Пора было подниматься. Но уходить не хотелось. Тепло от печки укутывало его. Прислушавшись, можно было уловить в тишине какие-то скрипы, шорохи, кряхтенье, которыми всегда наполнен дом, спящий глубоким сном. Луна светила за окном, разложив по снегу длинные синие тени от дворовых построек… «Старая, может, ты так, сидя, и заснешь? Я бы еще тогда посидел немного», — подумал Русанов.
— Чайник подогреть, Николай Ильич? — вдруг встрепенулась старушка. — Бога ради, извините. Возраст, что поделаешь.
— Наталья Алексеевна, я все хочу спросить вас… Почему вы с мужем разошлись? Простите за вопрос…
— Да нет, почему же? Это все давно уж отболело… А вот ответить и сейчас, наверное, толком не смогу. Он был путейский инженер. Много ездил, встречал разных людей. Однажды прислал телеграмму в том смысле, что, дескать, встретил наконец свою судьбу, и не вернулся. Вот я и осталась одна с двумя детьми на руках. Какое-то время он помогал, а перед войной исчез совсем. Потом уж, стороной, до меня дошел слух, что он и с новой женой разошелся, начал сильно пить и умер… Знаете, не верю я во всю эту беготню туда-сюда. Любовь, конечно, любовью… Да не ужился с одной, и с другой вряд ли уживешься…
Русанов наконец встал. Старушка проводила его на крыльцо.
— Приходите еще, Николай Ильич. Я почти всегда дома. Кроме работы, я никуда не хожу, и у меня мало кто бывает. Девушка одна тут ходит ко мне, отогревается. Да пару раз в неделю ребятишки с нашего двора собираются, я их языкам учу… Правда, приходите еще, прошу вас. Ведь про Москву-то вы мне так и не рассказали…
Назад Русанов шел по узенькой цепочке следов, ими же и протоптанных еще в начале ночи. Над городом в полную силу светила луна. Свет ее блестел на снежных крышах, утыканных печными трубами, искрился на чистой, никем пока не тронутой проезжей части улиц, дробился на осколки в темных окнах безмолвствовавших строений. Изредка тишину нарушал далекий собачий лай, да совсем рядом, у вокзала, негромко пересвистывались маневровые тепловозы…
Русанов стал бывать у нее почти каждый вечер. Он приходил, незаметно совал куда-нибудь плитку шоколада — как выяснилось, старушка питала слабость к шоколаду — и устраивался в угол дивана, поближе к печке.

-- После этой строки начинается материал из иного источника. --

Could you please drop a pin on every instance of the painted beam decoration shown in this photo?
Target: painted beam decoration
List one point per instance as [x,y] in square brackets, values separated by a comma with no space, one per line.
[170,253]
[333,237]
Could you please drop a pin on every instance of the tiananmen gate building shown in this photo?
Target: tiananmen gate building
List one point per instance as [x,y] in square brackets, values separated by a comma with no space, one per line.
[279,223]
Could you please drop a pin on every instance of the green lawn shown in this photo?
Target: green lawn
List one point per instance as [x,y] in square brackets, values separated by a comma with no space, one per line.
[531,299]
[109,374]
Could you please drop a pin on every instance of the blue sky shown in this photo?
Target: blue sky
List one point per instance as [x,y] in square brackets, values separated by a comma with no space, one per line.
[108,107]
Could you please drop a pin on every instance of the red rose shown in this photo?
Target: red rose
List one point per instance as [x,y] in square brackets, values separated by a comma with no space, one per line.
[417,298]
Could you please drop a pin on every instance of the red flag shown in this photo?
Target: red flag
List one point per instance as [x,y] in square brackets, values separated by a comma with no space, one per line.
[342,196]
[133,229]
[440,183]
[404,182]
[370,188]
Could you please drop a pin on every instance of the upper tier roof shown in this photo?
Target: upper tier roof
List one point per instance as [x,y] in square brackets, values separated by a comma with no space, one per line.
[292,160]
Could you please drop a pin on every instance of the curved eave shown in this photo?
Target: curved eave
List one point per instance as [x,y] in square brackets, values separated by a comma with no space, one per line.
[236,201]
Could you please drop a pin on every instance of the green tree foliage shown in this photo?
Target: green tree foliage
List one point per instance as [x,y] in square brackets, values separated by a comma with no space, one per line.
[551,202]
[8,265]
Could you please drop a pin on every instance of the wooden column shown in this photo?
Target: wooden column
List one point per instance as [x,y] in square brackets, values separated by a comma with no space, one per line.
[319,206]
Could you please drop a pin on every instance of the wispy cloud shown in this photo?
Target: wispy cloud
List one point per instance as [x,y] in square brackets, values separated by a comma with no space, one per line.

Кот, признавший в нем наконец своего, взбирался к нему на колени и сейчас же, не дожидаясь, пока его погладят, заводил свою нехитрую песенку, которой хватало на весь вечер. Русанов старался зря не шевелиться, чтобы не тревожить зверя — кот этого не любил.
Говорили они обо всем, что взбредет в голову. Старушка охотно перелистывала страницы своей жизни, Русанов же больше предпочитал слушать, не перебивая и не понуждая ее.
Детская в их петербургской квартире… Степенный, сановитый директор гимназии в парадном вицмундире, его торжественная речь перед обмирающими от восторга выпускницами… Тряская теплушка времен гражданской войны, случайные попутчики, сгрудившиеся вокруг единственной крошечной коптилки… Угрюмый управдом, дотошно отделяющий правых от виноватых в очередной квартирной склоке… Исхудалое лицо сына, тяжело опирающегося на палку: Господи, жив, отвоевался, принят в институт — ну что же еще можно было вымолить у судьбы? Ничего больше не надо, только бы было все, как есть, и не нужно искушать судьбу никакими другими мольбами…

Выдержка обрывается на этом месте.